Silk, Fire and Another Loss for Privacy

Our privacy is slowing eroding, at least in the sense that what we do is less private then it used to be. We’ve all know for some time that the phone company tracks all of our phone calls and that ISPs know something about our internet traffic. We accept that web servers record what pages we visit and when we visited them.

In the last couple of months we’ve learned that Facebook can track your habits across sites even after you log out, and mobile phone companies can track not only who you call but where you were. And it wasn’t secret that the OnStar system can track your vehicle’s location, speed and even whether you are wearing your seat belt, but only after complaints did they reverse part of the decision to sell that data to the highest bidder. At least you have to agree to their terms of service to be sold out.

Another chip out of our privacy was buried in the announcement of the Fire tablet. There are a number of things to like about the device, and much of the press is positive, but the what makes the Silk browser unique is also what disturbs me most. Here is what the Amazon themselves said (from the video):

The browser observes aggregate user behavior across a large number of sites. Our browser is capable of detecting these aggregate user behavior patterns and actually requesting the next page your are likely to need before you even know you need it.
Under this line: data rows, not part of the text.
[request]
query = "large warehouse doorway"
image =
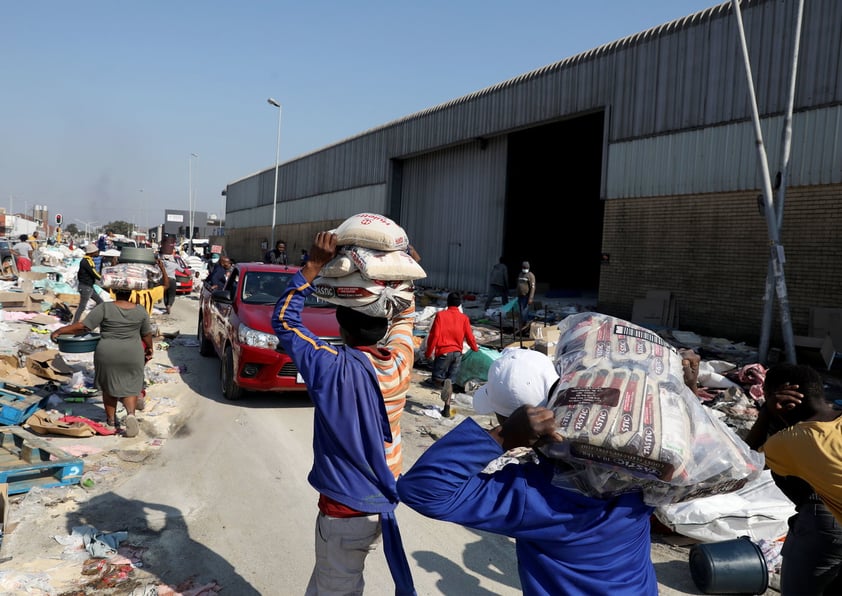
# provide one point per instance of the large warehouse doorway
(553, 210)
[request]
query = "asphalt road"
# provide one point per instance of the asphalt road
(225, 498)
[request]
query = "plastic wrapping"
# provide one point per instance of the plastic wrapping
(630, 423)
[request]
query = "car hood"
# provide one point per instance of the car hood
(319, 320)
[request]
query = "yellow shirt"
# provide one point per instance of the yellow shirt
(811, 451)
(146, 298)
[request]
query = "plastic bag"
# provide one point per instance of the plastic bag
(475, 365)
(630, 423)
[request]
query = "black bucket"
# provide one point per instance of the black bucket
(730, 567)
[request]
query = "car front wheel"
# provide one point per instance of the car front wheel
(205, 345)
(230, 390)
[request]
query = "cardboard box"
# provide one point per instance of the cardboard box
(545, 333)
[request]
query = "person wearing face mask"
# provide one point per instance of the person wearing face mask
(525, 293)
(219, 275)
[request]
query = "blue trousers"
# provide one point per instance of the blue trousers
(446, 366)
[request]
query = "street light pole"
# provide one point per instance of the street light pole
(277, 163)
(190, 200)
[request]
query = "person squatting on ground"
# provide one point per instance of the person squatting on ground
(566, 542)
(359, 393)
(525, 293)
(149, 297)
(451, 328)
(278, 255)
(86, 279)
(124, 348)
(498, 284)
(801, 434)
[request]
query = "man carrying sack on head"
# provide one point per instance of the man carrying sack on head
(86, 278)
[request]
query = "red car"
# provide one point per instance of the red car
(235, 324)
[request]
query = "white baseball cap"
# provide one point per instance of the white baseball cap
(518, 377)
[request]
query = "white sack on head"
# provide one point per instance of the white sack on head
(394, 265)
(130, 276)
(630, 423)
(393, 300)
(349, 290)
(372, 231)
(372, 297)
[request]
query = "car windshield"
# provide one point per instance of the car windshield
(265, 287)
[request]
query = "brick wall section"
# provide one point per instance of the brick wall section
(711, 251)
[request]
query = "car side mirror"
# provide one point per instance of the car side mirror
(223, 296)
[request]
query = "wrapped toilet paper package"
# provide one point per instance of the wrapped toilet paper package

OK, I get caching and how through pre-fetching pages and optimizing images the browser will be a better performer, but that also means Amazon will be able to paint the clearest picture yet of what you’ve done on the web. Silk requires you to go through the AWS service which will reconstruct the page and all of its elements for you, so even connecting to a proxy server isn’t going to hide anything.

I hope Amazon allows users to opt-out of this part of the service, but I doubt it.